To create the time-travel effects of the Gate itself, cinematographer René Ohashi produced the ghostly shimmering lights by spinning metal wheels covered in Mylar.

Since actual aircraft could not be sent through the set, miniature models and a full-size mock-up of the tail-section of a Boeing 707 were used. Optical effects were used to make the planes look as if they were entering the set.

The penultimate scene took place in a contemporary American home. Rudolf's set was dominated by large horizontal windows. The room was filled with clocks, hourglasses and navigational equipment, in line with Dr. Mayer's fascination with time travel.

The scenes shot in the airport terminal buildings were actually shot at Toronto Lester B. Pearson International Airport, in the former Terminals 1 & 2. For the outdoor shot where Louise Baltimore steals the car, two-way traffic was run in front of the Terminal 2 arrivals level where it is ordinarily a one-way road.

Actor Scott Thompson played a bit part in the film, and discussed the experience in a sketch on The Kids in the Hall while in character as Buddy Cole.

==Reception==
As of August 2025, the film holds a 20% rating on review aggregator Rotten Tomatoes from 10 reviews.

== Alternate endings ==

The original North American theatrical and VHS release of the film features a close-up of Sherman as the gate explodes, followed by a shot of the sun rising over clouds.

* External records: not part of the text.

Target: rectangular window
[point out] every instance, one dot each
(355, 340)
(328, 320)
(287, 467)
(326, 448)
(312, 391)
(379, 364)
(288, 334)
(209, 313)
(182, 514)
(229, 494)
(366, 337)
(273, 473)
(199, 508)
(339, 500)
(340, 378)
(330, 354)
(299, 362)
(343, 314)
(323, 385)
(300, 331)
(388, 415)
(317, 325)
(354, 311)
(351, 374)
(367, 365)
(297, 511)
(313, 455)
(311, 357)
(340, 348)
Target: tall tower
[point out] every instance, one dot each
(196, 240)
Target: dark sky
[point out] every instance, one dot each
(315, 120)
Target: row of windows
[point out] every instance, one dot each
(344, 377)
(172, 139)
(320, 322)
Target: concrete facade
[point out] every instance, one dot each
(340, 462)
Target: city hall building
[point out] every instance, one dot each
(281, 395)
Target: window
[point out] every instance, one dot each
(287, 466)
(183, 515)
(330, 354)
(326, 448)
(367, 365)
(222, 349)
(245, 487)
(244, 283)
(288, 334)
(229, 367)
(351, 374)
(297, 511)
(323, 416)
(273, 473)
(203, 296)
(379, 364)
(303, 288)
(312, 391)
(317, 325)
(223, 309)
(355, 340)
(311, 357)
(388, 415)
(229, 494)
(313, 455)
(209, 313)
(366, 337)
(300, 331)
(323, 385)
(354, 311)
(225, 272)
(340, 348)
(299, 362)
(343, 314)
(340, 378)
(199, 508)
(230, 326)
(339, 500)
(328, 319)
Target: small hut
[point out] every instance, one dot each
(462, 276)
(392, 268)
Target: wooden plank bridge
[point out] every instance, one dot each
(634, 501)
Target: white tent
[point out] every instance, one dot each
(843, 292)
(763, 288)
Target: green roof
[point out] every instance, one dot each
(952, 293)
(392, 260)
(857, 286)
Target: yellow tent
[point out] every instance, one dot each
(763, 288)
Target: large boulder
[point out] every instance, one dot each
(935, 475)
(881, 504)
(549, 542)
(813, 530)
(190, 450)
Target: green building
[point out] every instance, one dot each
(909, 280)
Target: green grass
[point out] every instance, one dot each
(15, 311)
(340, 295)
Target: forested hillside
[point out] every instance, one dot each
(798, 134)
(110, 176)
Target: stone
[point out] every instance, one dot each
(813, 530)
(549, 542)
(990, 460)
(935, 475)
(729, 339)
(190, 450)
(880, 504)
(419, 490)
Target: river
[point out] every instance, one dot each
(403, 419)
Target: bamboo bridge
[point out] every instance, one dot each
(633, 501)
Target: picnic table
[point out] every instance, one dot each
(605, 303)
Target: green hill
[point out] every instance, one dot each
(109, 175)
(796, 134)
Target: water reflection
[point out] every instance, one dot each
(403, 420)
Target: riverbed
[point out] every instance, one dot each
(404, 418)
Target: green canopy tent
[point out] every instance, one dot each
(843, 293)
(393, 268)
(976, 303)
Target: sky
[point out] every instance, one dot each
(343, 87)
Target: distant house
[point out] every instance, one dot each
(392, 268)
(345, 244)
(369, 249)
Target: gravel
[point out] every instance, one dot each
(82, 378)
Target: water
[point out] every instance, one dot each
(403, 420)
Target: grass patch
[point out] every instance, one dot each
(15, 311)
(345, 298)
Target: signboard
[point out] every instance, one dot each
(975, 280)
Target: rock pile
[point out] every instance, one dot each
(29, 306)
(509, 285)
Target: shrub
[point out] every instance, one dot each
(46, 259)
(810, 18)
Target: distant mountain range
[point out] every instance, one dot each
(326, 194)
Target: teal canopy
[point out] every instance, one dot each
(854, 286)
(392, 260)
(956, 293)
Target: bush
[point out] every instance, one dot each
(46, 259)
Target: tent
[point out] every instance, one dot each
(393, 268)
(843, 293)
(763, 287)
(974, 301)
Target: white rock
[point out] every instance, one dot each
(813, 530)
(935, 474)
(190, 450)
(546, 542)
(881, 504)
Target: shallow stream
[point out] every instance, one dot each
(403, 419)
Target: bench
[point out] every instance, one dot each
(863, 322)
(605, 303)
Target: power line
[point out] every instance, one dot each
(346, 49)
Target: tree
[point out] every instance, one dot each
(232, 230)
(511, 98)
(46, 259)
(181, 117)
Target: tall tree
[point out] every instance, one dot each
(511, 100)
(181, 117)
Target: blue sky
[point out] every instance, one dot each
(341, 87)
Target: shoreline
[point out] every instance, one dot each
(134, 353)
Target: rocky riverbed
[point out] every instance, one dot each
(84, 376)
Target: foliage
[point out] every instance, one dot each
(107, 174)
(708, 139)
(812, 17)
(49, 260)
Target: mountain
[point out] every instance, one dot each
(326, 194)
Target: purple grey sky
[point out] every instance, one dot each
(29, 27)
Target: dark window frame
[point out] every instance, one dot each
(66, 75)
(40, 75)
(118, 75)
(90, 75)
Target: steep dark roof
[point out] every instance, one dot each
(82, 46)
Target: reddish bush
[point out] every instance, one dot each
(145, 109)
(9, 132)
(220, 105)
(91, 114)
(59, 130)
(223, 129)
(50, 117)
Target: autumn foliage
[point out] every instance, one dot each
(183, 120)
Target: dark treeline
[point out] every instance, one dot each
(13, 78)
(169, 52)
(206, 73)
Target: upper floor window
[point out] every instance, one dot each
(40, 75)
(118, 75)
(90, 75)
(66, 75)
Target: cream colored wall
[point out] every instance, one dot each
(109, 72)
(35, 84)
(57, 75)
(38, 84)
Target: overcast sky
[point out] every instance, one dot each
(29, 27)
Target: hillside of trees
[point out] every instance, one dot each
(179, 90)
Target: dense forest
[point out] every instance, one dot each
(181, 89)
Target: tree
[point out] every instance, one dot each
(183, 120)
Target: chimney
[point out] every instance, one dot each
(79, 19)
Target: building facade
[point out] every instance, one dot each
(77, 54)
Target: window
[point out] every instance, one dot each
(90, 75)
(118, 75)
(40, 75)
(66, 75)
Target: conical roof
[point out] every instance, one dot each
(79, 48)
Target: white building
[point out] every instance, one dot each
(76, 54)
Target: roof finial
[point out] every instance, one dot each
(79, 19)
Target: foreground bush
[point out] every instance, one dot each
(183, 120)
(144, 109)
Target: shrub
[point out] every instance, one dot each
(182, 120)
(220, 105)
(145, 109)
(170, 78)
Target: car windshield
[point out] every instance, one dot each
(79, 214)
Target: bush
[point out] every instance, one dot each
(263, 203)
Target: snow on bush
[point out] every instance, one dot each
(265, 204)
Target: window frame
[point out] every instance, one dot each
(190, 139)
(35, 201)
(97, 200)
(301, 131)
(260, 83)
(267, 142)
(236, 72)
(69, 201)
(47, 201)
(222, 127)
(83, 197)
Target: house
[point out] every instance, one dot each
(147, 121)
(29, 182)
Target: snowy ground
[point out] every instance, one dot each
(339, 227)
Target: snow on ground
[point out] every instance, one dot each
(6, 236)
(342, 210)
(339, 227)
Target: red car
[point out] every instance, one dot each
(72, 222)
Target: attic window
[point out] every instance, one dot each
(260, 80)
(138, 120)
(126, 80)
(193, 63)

The International theatrical release features a much wider shot of the gate's explosion, followed by a wormhole/time portal effect. The scene then dissolves into an underwater shot of the two main characters swimming from above, followed by a view of the characters in a nude, Eden-esque embrace.

The 1999 North American DVD release contains the International version of the ending. The simpler North American version can also be found on the DVD as a bonus feature on the last page of the Production Notes; the version of the movie available on Netflix uses the North American ending as well.

== Home media ==
In February 2016, the film was released on Blu-ray by Shout! Factory in a double feature with R.O.T.O.R.